Of course, it is only fair that we also guard against over-collection of tax. The Bill addresses a concern here, too. It will do so by enabling HMRC to reduce the off-payroll working PAYE liability of a deemed employer who is responsible for ensuring that PAYE is calculated and sent to HMRC correctly. This will apply where that engagement is incorrectly treated as self-employed for tax purposes.
It also remains important that we are in lockstep with our international partners during such unprecedented times. In spring, we legislated to implement OECD pillar two in the UK, building on the historic agreement built by the Prime Minister, to a two-pillar solution to the tax challenges of a globalised digital economy. In the Bill, we are making technical amendments to the main pillar two rules identified from stakeholder consultation. That is to ensure that the UK remains consistent with the latest internationally agreed guidance.
The Bill builds on the autumn statement that focused on the long-term growth of the UK economy and sound economic policy. What a contrast to Labour’s fantasy economics, including £28 billion per year of additional spending without any idea where that money will come from—although we all know at heart that it will be taxpayers or through more debt, which is, of course, just deferred taxation. In contrast, this Finance Bill backs British businesses, rewards hard work, and supports a modern and simpler tax system. In doing so, it delivers on the Government’s commitments to prioritise economic growth, encourage business investment, nurture innovation and simplify our tax system to combat tax avoidance. For those reasons, I commend the Bill to the House.

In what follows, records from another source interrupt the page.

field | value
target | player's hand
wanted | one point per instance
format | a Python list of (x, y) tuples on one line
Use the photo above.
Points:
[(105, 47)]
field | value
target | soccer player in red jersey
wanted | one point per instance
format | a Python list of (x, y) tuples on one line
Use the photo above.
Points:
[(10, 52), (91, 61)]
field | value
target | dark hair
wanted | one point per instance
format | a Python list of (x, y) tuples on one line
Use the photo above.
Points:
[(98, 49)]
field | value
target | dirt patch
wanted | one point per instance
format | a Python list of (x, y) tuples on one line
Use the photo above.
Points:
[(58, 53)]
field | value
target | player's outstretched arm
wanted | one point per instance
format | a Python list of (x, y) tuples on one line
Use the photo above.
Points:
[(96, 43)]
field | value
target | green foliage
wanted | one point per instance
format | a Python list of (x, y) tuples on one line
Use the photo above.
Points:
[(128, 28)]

I thank my hon. Friend for her intervention on that point, and we will certainly raise questions on her behalf in Committee to try to get clarity from the Government. As she rightly points out, clarity and certainty have been distinctly lacking from this Government over a whole range of topics. We will certainly press them on that in Committee.
As I was saying in response to the hon. Member for Poole (Sir Robert Syms), we will not be opposing many of the individual measures in the Bill, including those on capital expensing, on research and development and on tax avoidance and evasion, but they all serve to remind us just how much of a merry-go-round this Government have become and just how much they lack a plan for the future. A plan for the future is what has been sorely missing from this Finance Bill and from the autumn statement, and it is clear that the Conservatives are now incapable of offering one. With no stability, no real certainty and no plan for growth that works, businesses are left without the partner in Government that they need, and without the growth that our economy needs, working people are left worse off, with the tax burden set to rise to a peacetime high.
If Labour wins the next general election, we will overhaul and accelerate the planning system, modernise our electricity grid, attract far greater private investment, scrap and replace business rates, set out a road map for business taxation and boost skills and training across the country. We will do all that to get the economy growing and to make working people better off. That is the change our country needs. Without change, we would have a fifth term of the Conservatives, and what on earth would that mean for Britain? What would the Conservatives speak of as their achievements in this Parliament? Twenty-five tax rises, the highest tax burden in eight decades, taxes up £1,200 per household and two decades of pay stagnation, as well as a fall in real household disposable incomes—the first time that has ever happened in a Parliament. That is the record of the Conservatives. That is what they cannot hide from and that is why it is time for change.
I call the Chair of the Treasury Committee.
I can also attest to the fact that the hon. Lady is the second Labour Back Bencher in the Chamber. That brings the total to the two who are visible to me at this time on the Opposition Benches—[Interruption.] I think that the hon. Member for Mid Bedfordshire (Alistair Strathern) is also providing the shadow Parliamentary Private Secretary role. National insurance is indeed a terrible regressive tax as it stands and I wholeheartedly endorse any measures that reduce that burden and simplify things. The hon. Lady has pointed out that this is work in progress, but I think she should welcome the abolition of class 2 national insurance. That has simplified the national insurance system, and in the spring Budget we had the welcome simplification of the lifetime allowance charge. We also had a great simplification in childcare entitlement with the announcement of a much wider offer of free childcare. These simplifications have been broadly welcomed.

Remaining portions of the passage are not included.